Great Reads This Week {Friday Five} +1

child examines the gap where she lost her first tooth1) Amy Turn Sharp's essay Teeth Never Die nibbled it's way into my head and required re-reading after Lil lost her first tooth this week. Amy's is no parenting prattle but a trip down a twisted memory lane. 2) In Op Ed: The Raw and the Deep-Fried, Bear of Slow Food Columbus elevates a New York Times op-ed about TV stars Tony Bourdain and Paula Dean to a call to action around the truth of the state of American cooking: we want to believe in the characters Bourdain and Dean portray but we do not want to cook well and cheaply.

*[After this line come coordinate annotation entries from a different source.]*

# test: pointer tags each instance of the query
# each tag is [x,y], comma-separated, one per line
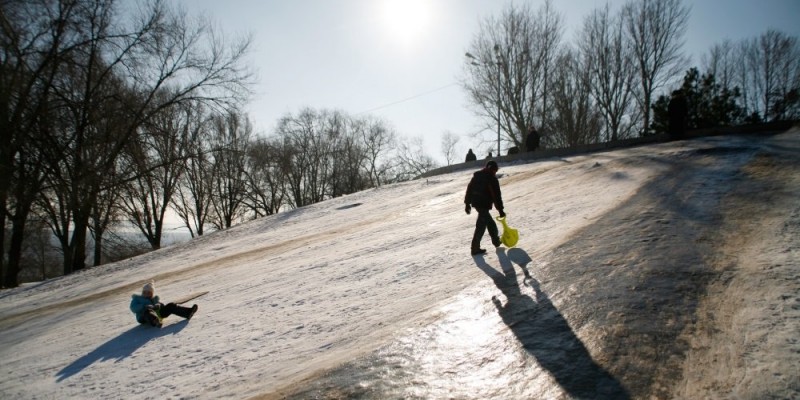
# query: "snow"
[667,270]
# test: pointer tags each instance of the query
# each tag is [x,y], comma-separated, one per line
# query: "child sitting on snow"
[149,310]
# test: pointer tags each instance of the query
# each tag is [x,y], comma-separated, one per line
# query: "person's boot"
[153,319]
[192,311]
[478,251]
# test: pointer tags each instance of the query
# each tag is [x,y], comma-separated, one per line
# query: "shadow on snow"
[120,347]
[545,334]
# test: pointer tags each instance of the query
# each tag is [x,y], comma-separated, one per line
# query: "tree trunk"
[15,248]
[78,245]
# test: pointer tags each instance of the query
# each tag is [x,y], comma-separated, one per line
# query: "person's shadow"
[120,347]
[545,334]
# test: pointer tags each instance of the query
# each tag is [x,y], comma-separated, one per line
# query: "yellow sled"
[510,236]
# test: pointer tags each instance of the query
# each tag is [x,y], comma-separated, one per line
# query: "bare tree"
[164,49]
[231,134]
[192,202]
[157,158]
[34,38]
[576,120]
[266,190]
[770,76]
[377,140]
[412,160]
[508,66]
[722,61]
[655,29]
[607,58]
[449,142]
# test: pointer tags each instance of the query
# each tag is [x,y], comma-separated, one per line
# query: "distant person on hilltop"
[677,111]
[483,191]
[532,141]
[470,156]
[149,310]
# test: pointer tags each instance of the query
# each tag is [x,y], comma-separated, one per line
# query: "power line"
[408,98]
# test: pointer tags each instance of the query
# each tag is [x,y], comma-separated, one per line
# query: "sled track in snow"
[172,276]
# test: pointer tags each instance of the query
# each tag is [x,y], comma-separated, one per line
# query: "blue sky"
[400,59]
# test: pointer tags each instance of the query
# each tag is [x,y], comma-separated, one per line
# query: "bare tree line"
[113,118]
[84,91]
[520,73]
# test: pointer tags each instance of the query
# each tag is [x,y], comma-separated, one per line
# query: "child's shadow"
[545,333]
[120,347]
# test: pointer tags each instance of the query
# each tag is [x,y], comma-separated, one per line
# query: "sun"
[406,21]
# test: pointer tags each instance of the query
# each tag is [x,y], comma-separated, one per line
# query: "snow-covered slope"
[626,253]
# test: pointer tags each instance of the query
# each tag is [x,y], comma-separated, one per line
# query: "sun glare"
[406,21]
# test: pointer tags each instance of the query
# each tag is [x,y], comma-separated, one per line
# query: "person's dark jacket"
[470,156]
[484,190]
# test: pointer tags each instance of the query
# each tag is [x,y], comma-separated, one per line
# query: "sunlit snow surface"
[660,271]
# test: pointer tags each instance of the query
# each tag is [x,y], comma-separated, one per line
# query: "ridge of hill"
[667,270]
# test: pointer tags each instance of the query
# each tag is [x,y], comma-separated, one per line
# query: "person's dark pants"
[172,308]
[484,222]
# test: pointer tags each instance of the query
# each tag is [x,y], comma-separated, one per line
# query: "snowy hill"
[659,271]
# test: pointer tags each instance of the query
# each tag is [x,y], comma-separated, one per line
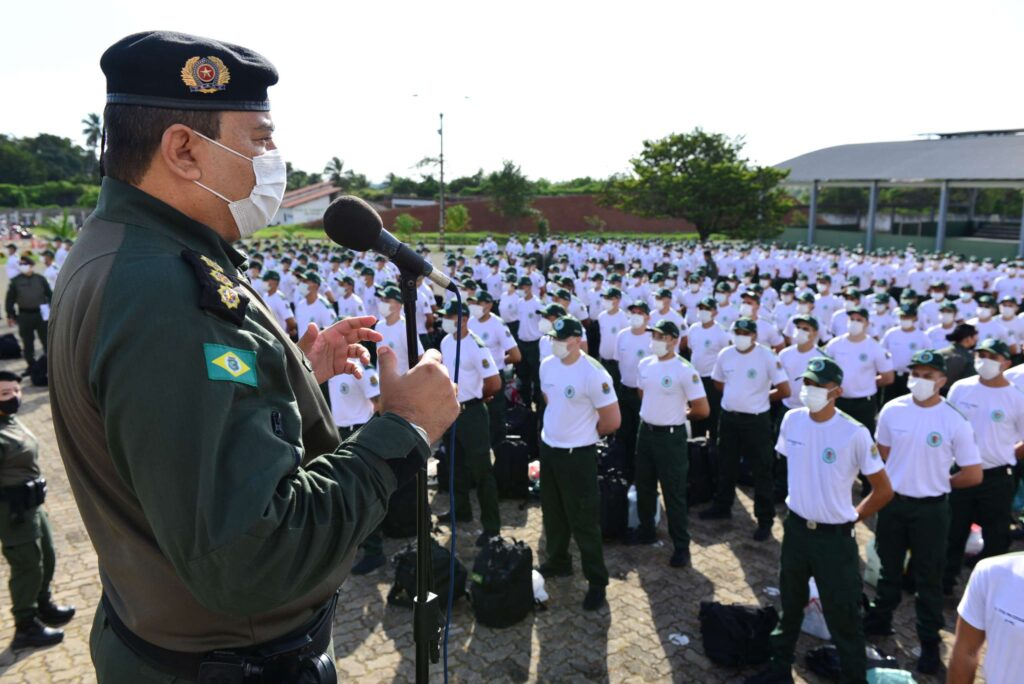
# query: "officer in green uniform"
[29,292]
[25,529]
[223,509]
[825,450]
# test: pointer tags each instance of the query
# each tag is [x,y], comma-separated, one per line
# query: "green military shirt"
[200,449]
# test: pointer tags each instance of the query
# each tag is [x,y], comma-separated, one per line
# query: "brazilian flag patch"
[230,365]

3) Michael Procopio of Food for the Thoughtless connects vampires, self-image, and chicken with humor and a great recipe in his post Die, Vampire, Die.

4) I read the New York Times article Do You Suffer From Decision Fatigue? on Sunday morning and have not stopped thinking about it since. The women in my family (Lil and myself included!) are prone to indecision and this article clues me in to why and how to live with it. Fascinating stuff.

5) Bloggers Without Borders launched this week with A Fund for Jennie, to benefit the Perillo family after the tragic death of Mike (who loved peanut butter pie). Bloggers Without Borders is a nonprofit agency that gives legitimacy and support to fund raisers and networking among bloggers in need.

BONUS 6) First Food is Real Food Justice popped into my reader just before the Friday Five roundout was scheduled to run. Civil Eats gets it right again with this post about how newborns in food deserts also lack in breastfeeding rates.

What great words did you read this week?